SonicWave Cables Packaging and Design
Does your speaker wire suffer from gauge envy? You know the kind - the dental floss cable that is typically thrown in for free when you buy that HTIB system that's supposed to replace your rack of equipment.
Well there is another kind of cable that also suffers this fate. Sadly it's the kind that a so called audiophile will gladly shell out thousands of dollars on because they were sold a great story about how this new magic cable would transform their sonically lifeless system into a botanical garden of musical delight.
"Don't waste your money on room treatments or better speakers till you try our magic cables . Measurements? Nah, we don't do those since they are meaningless. Trust your ears. - Ask any Scientologist, oops I mean any "Cable Expert" and they will tell you.
While the debate rages on with the "Cable Experts" or those whom I usually refer to as "Cable Soothsayers", its nice to know Impact Acoustics is on the same mission as Audioholics' a "no BS" approach while delivering the best products and/or services.
Note: For a list of the common snake oil we have so far uncovered, I recommend reading the following Audioholics article Top Ten Signs a Cable Vendor is Selling You Snake Oil .
Refreshingly, Impact Acoustics Cables are fully "snake oil free" and we have so much confidence in their products and methodologies that we actually syndicate some of their editorials on our website.
While most esoteric cable companies will jump through hoops to deliver the most aesthetically pleasing cable designs, they often overlook the packaging. In the great tradition of SonicWave Impact Acoustics products, their packaging is top notch. It's almost a crime to discard their magnetically sealed boxes after you pull out the cables for usage. I suggest keeping them as a memento for choosing a product that spares no expense in detail from design, material usage all the way to its wrappings. You can always store your discarded exotic battery powered, strand-jumping-reducing exotic cables in it as a reminder to never let marketing misguide your purchasing decision again.

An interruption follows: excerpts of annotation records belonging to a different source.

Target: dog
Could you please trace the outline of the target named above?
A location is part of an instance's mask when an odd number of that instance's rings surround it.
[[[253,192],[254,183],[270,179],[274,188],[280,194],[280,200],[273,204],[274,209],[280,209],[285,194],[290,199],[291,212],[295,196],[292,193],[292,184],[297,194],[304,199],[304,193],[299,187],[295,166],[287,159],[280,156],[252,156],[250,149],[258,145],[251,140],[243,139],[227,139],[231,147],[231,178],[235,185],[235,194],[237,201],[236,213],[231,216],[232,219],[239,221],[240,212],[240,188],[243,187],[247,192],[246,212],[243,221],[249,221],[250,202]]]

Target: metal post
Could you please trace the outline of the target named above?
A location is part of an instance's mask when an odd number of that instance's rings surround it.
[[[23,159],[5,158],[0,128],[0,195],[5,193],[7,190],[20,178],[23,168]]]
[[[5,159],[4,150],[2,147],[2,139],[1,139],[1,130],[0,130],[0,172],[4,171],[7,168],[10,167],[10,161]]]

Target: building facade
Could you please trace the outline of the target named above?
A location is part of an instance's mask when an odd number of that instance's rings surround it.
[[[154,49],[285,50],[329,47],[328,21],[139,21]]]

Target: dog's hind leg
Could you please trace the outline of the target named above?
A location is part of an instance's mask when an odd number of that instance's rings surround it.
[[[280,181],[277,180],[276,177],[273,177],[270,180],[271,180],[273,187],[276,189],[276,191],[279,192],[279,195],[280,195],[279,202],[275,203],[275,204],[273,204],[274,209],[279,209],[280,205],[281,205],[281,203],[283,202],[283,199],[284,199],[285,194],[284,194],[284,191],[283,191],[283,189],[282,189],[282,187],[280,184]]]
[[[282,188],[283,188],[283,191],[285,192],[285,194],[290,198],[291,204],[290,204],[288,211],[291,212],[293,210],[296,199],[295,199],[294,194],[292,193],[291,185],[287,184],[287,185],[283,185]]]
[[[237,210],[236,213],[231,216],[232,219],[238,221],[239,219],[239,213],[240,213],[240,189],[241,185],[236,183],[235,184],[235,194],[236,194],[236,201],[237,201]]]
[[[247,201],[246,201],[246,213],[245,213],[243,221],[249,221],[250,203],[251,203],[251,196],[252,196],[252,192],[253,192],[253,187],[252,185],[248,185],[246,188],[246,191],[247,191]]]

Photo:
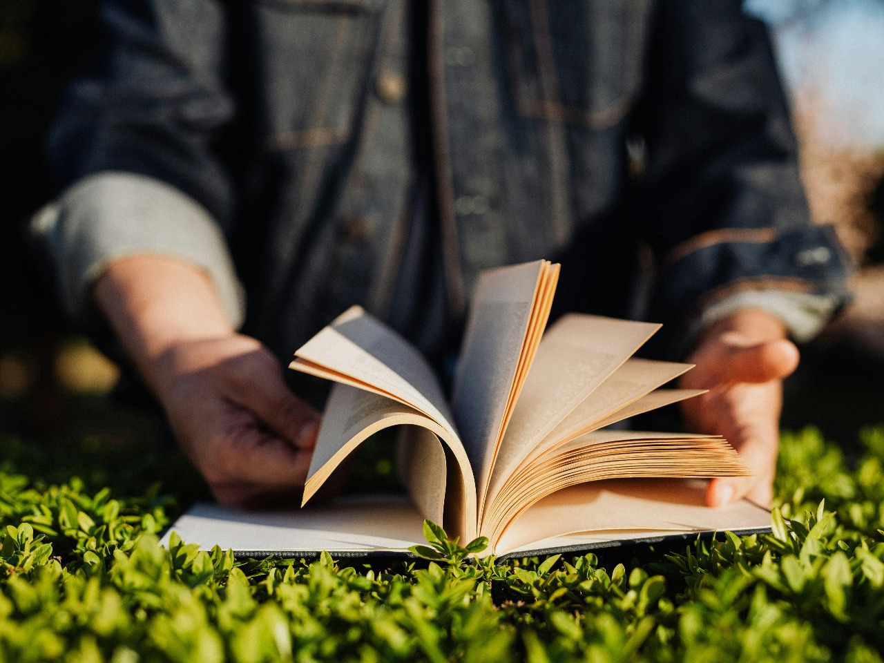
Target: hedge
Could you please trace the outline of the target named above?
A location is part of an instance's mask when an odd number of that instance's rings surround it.
[[[430,528],[439,559],[375,568],[167,551],[203,490],[179,455],[3,440],[0,660],[881,661],[884,428],[860,437],[784,436],[771,535],[475,562]]]

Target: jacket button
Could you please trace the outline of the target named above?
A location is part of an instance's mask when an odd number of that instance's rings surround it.
[[[387,103],[398,103],[402,101],[407,88],[405,77],[396,72],[384,72],[375,83],[377,96]]]
[[[347,241],[365,241],[374,230],[368,217],[347,217],[341,226],[341,237]]]

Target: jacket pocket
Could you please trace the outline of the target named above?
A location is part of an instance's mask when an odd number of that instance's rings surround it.
[[[260,0],[255,5],[264,147],[337,145],[352,133],[381,0]]]
[[[649,0],[498,4],[517,111],[595,128],[626,114],[642,84]]]

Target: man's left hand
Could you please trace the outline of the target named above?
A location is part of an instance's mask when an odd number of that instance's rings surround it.
[[[797,367],[798,348],[775,316],[743,309],[706,330],[688,361],[697,366],[680,386],[709,390],[684,401],[688,426],[723,435],[752,473],[713,479],[706,503],[719,507],[745,497],[768,506],[780,442],[782,379]]]

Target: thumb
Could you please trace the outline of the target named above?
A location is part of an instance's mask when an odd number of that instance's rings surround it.
[[[798,348],[785,339],[746,347],[732,347],[721,357],[721,373],[731,382],[763,383],[786,377],[798,366]]]

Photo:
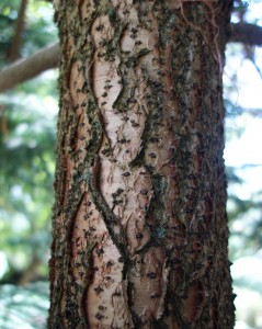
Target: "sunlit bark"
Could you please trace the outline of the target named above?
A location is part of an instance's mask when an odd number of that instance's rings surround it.
[[[49,328],[232,328],[225,1],[56,1]]]

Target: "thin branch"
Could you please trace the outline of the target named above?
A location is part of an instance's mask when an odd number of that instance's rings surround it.
[[[59,45],[49,45],[33,56],[15,61],[0,71],[0,92],[32,79],[41,72],[55,68],[58,65]]]
[[[262,46],[262,27],[248,23],[231,24],[228,41],[250,46]]]
[[[262,46],[262,27],[248,23],[231,24],[228,42]],[[58,54],[59,45],[55,44],[0,71],[0,92],[57,67]]]

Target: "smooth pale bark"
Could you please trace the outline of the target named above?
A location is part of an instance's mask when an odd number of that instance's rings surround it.
[[[49,328],[232,328],[229,1],[55,1]]]

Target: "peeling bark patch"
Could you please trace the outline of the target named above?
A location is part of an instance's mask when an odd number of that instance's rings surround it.
[[[57,2],[49,328],[232,327],[210,47],[229,7],[182,2]]]
[[[205,303],[205,292],[200,281],[194,282],[185,293],[186,298],[183,303],[183,318],[186,322],[194,322],[200,316]]]

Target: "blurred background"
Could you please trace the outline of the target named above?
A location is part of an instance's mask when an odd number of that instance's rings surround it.
[[[0,1],[0,69],[58,41],[53,15],[49,1]],[[262,25],[261,1],[237,0],[232,22]],[[226,56],[235,328],[257,329],[262,328],[262,48],[230,43]],[[57,69],[48,70],[0,94],[1,329],[46,328],[57,76]]]

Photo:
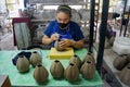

Terminations to Please the Terminator
Just like we found with their Meteora speaker cables, this is no girlie man cable solution. Wimpy spade connectors that won't fit a standard speaker or amplifier binding post have no place here. Until I tested these 5/16-inch spade connectors, I wasn't a fan of spade connectors. Most slid off even after tightening down the binding post, or simply didn't make a good connection with the binding post. This was NOT the case with the SonicWave cable spade terminations.
Don't like spade connectors? No problem, check out their excellent banana plugs which, although aren't the locking type, do make excellent contact and provide a snug fit with every speaker terminal I tried including receivers from Denon and Yamaha; amplifiers from Emotiva and Panasonic; and loudspeakers from Axiom, Rocket and RBH Sound.
Changing out terminations on the SonicWave cable system was a breeze. All you do is screw on/off the connector(s) of your choice and you're good to go. If you are snaking the cable behind your equipment rack or speakers, I recommend doing so unterminated. Applying the terminations just before you make the connection to your components and speakers is a good measure to avoid accidentally losing a connector should it come loose during the cable installation process. I did however find that once you firmly tightened down the connector by hand, it remained locked in place just fine. As an extra precaution, you may wish to further tighten with a pair of pliers once you make up your mind which terminations work best for you.
About the only thing I wasn't too keen on was their bulky plastic square blocks located towards the end of each cable before they terminate to the connectors. This is a constant theme or should I say fad of SonicWave products that I wish Impact Acoustics would let die with the likes of Bell Britney Spears music, 8-Track tape and the Atkins diets. Seriously this is a hindrance to any custom install application where the Installer wishes to work cables through a conduit or component rack. I'd much prefer a nice flexible sleeving to finish off these cables.
The Cable Design
There is no rocket science to this cable design, nor should there be for any good speaker cable design. Remember the Borg mantra "Resistance is futile" and you are halfway there to designing a good cable since that is the dominant metric which governs good speaker cable design. The SonicWave speaker cable is good old-fashioned twin feeder (10 AWG oxygen-free copper cable that, according to Impact Acoustics, is constructed from seven bundles of 18AWG conductors for maximum flexibility. A 12mm PVC jacket envelopes both cables which also serves twofold: protecting the cable and enhancing the aesthetics.
Though Impact Acoustics doesn't specify their cable metrics, they are easy to figure out by simple inspection based on our articles authored on cable inductance and capacitance titled "Calculating Cable Inductance in Speaker Cables" and "Dielectric Absorption in Cables Debunked"
...inductance and capacitance values are interrelated and based on the dielectric and conductor spacing between the (+) and (-) conductors.
I was unable to inspect conductor spacing since the cables were encased with PVC, thus I made detailed measurements to determine the specifications.